Unregistered company names
The attorney general, Bill Lockyer, sued Paul Willis, Claudia Griffin and PW Marketing for sending out e-mails listed as coming from e-mail addresses they didn't own and using company names they never registered.

The new state law puts new limits on all unsolicited e-mails, even e-mails that contain correct header information. Marketing groups, which are trying to get Congress to pass legislation preempting the state law, say California's law could affect e-mail marketing nationwide.

'Make money with junk e-mail'
One e-mails the company sent offered a $79 "Internet marketing kit e-book" that included a chapter entitled "How to make money with junk e-mail: A complete overview of techniques used by successful bulk mailers that are making a fortune with bulk e-mail."

The defendants never answered the attorney general's lawsuit and did not return AdAge.com's phone call.

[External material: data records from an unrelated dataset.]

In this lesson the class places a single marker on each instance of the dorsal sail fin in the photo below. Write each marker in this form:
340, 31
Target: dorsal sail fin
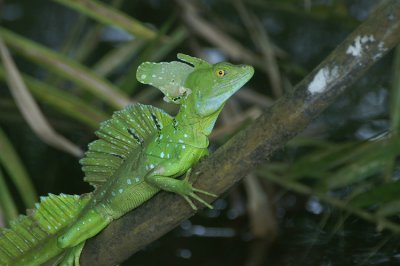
31, 238
126, 132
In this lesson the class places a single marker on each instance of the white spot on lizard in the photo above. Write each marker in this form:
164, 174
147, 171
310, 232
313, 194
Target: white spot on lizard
356, 48
321, 79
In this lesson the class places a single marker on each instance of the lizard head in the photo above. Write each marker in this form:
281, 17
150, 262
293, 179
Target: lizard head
213, 85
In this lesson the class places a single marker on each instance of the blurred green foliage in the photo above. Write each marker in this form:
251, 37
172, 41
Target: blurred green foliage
330, 188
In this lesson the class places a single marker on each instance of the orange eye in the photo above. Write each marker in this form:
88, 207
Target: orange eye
220, 72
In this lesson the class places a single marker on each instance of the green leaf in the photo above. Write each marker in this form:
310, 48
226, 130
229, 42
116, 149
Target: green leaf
66, 68
7, 205
16, 170
64, 102
111, 16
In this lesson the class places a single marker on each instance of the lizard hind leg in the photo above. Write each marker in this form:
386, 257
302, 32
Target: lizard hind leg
181, 187
72, 255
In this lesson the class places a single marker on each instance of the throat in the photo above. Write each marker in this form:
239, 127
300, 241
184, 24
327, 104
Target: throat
187, 118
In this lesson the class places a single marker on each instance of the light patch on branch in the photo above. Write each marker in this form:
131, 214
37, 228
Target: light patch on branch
322, 78
357, 47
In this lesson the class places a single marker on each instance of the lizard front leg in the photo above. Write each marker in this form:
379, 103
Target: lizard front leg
161, 178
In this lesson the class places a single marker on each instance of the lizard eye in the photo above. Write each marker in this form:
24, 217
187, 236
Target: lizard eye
220, 72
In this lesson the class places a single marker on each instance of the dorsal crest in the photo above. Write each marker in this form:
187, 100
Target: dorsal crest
127, 132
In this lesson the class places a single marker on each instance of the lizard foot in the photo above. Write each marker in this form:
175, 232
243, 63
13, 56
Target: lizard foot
71, 257
188, 191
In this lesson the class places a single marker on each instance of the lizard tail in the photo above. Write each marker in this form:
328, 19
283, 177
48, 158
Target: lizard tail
32, 239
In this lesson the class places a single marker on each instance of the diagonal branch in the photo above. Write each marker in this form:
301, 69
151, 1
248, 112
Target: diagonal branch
288, 116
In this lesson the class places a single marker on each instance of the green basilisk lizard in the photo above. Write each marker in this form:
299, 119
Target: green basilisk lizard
140, 151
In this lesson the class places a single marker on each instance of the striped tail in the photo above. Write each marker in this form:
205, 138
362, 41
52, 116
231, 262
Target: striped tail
32, 239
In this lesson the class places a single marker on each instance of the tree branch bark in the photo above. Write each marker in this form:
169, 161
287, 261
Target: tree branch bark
288, 116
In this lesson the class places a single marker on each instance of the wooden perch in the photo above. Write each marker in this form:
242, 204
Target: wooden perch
229, 164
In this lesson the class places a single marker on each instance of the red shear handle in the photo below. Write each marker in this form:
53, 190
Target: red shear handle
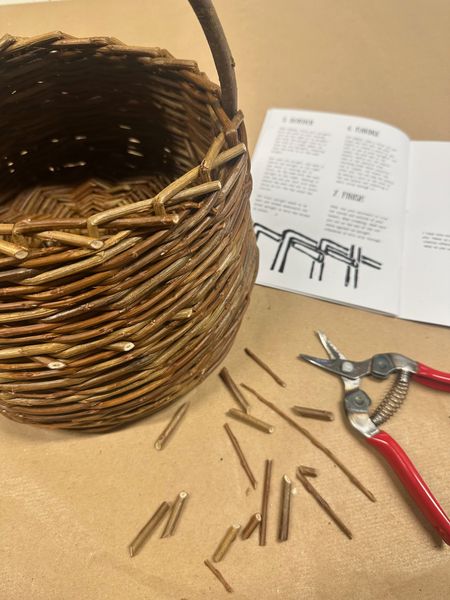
439, 380
413, 482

Besides the $2 million judgement, the court also issued an injunction barring the defendants from sending unsolicited commercial e-mail (otherwise known as spam), disguising their identity or sending e-mail with fraudulent information.

Tougher law
The new California law has more teeth. It will allow individuals to file class action suits against marketers alleged to be spamming. Last week the Direct Marketing Association issued a warning to its members that they could face fines of $1,000 per e-mail or $1 million if they send unsolicited e-mails to California residents with whom no "current business relationship" or "specific consent" to the e-mail exists.